Generally, these proceedings go on for three to six months.
Chapter 13 bankruptcy falls in the reorganization type where you can retain your property but have to submit and follow a repayment plan that can help you repay your debts in installments or one go but only in a period of three years to five years.
While seizing and selling off some of your property to pay off your debts might happen in Chapter 7 bankruptcy, unsecured debts will also be wiped out, which is a definite advantage.
However, the procedure for secured debts is different.
You can either let the creditor take possession of the property securing the debt or pay the creditor a replacement value equal to that of the property acquired by debt.
You can also continue making payments to the creditor on your debt.
You need to prove your eligibility for filing for Bankruptcy under Chapter 7, i.e., you must show that funding the repayment plan for Chapter 13 bankruptcy isn’t possible with your income.
All debts cannot wipe out by Chapter 7 bankruptcy, like taxes due, child support, and alimony payments cannot include debts.
Your income, debt owed, and the amount your creditors would get if you filed for Chapter 7 bankruptcy decide the amount you’ll need to pay.

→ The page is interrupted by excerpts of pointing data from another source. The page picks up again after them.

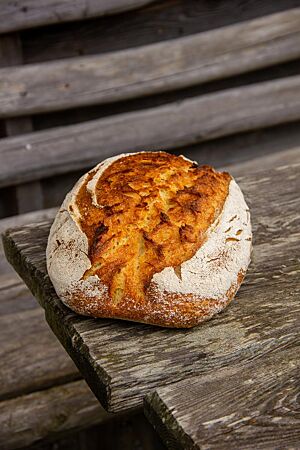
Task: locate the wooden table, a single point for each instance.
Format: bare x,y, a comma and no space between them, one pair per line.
257,335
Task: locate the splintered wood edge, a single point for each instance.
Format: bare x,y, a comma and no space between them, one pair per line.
56,315
266,381
171,433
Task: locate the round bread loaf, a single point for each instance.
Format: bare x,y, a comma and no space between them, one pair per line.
150,237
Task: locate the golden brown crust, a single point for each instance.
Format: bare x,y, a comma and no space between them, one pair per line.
167,310
155,209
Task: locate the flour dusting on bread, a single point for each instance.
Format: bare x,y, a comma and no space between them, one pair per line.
152,238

Chapter 13 bankruptcy, also called a wage gainer, can only be filed by people with fixed incomes.
In Chapter 13 bankruptcy, you must coordinate with the court to create a repayment plan for the coming 3 to 5 years and stick to it.
Also, for filing Bankruptcy under Chapter 13, you must prove that the debt is below filing limits.
If you’re behind in your payments of secured debts, your property might not be repossessed.
You can pay past unpaid payments in the debt repayment plan within a given period.
Chapter 11 and Chapter 12 are other types of reorganization bankruptcy.